Lake Tyrrell Star Party
~ the celebration of the night sky over Lake Tyrrell near Sea Lake, north-west Victoria, Australia, as known to the Boorong people, the original inhabitants of the land and recorded by William Stanbridge, the first lessee of Tyrrell Station in 1847..
NB: Website still under construction ... please check back soon.
Aim: To foster a broader and better understanding of the Boorong people of North-West Victoria through their unique knowledge of the night sky over Lake Tyrrell.

Background: In 1847 William Edward Stanbridge, formerly from the village of Astley in Warwickshire, England, became arguably the first white man to explore the area around Lake Tyrrell and took up a lease for 72,000 acres which he named Tyrrell Station. In a short space of time, Stanbridge befriended the native inhabitants of the land and learned their language. He also learned of the Boorong peoples extraordinary knowledge and their dependancy on the night sky over Lake Tyrrell. Stanbridge was so taken with the new constellations and Dreamtime stories that he was told that he lectured on the topic, firstly to the Philosophical Institute of Victoria in 1857 and then to the Ethnological Society of London in 1861.

Stanbridge's papers from his lectures still exist and from these papers, new studies of the Boorong constellations have been undertaken firstly by John Morieson, worker with Aboriginal communities in Victoria for more than 40 years, and more recently by Paul Curnow, a lecturer at the Adelaide Planetarium, South Australia.

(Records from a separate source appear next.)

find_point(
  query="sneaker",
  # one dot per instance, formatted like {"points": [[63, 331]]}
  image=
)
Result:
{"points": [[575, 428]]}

Although the information from these relative new studies has been available for some time and several low-key get-togethers had been organised with John Morieson at Sea Lake, the nearest community to Lake Tyrrell, it was not until a social evening with Paul Curnow lead to the inauguration of the first Lake Tyrrell Star Party in October 2010 when astronomers, historians and other interested people from Victoria and interstate gathered at Sea Lake to celebrate the Boorong night sky over Lake Tyrrell.

A second Lake Tyrrell Star Party was held in March 2013 and plans are currently underway to hold a third Lake Tyrrell Star Party in 2015, the date yet to be decided.

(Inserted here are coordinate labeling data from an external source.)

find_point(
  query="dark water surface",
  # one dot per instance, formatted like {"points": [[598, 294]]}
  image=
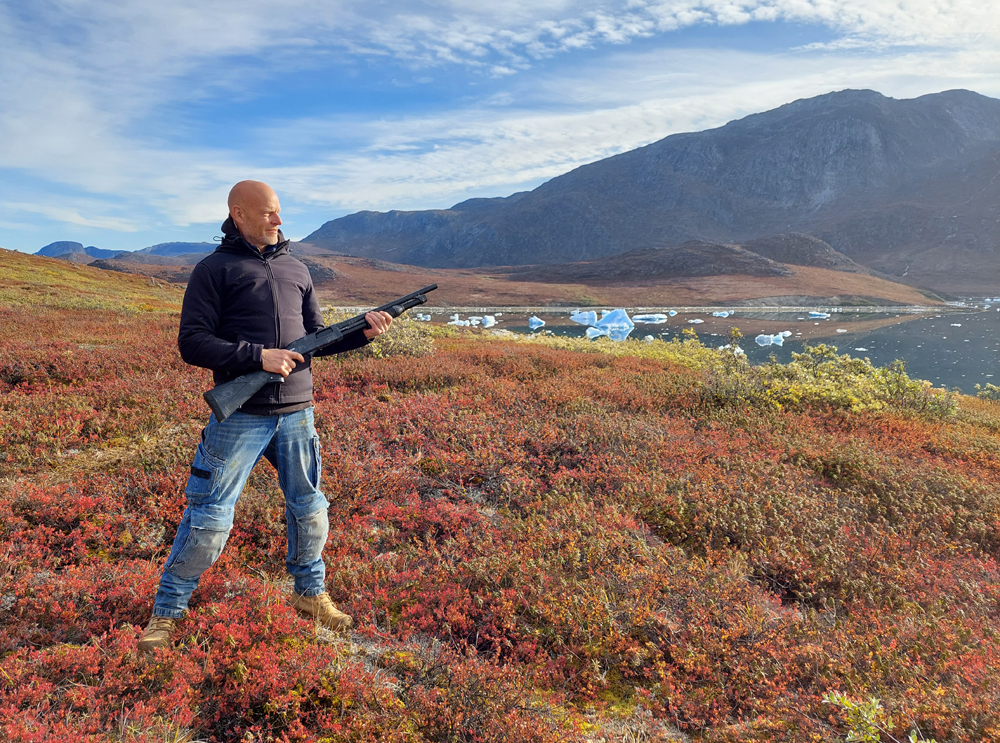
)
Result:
{"points": [[955, 348]]}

Benefits: To astronomers ~ to take advantage of the beautiful clear dark skies over Lake Tyrrell that offer unparalleled viewing of the celestial dance.
                To historians ~ to share in a unique study of the understandings of a white settler and his indigenous neighbours.
                To other Aboriginal peoples ~ to perpetuate the memory of the Boorong people and their incredible stories based on the stars over Lake Tyrrell.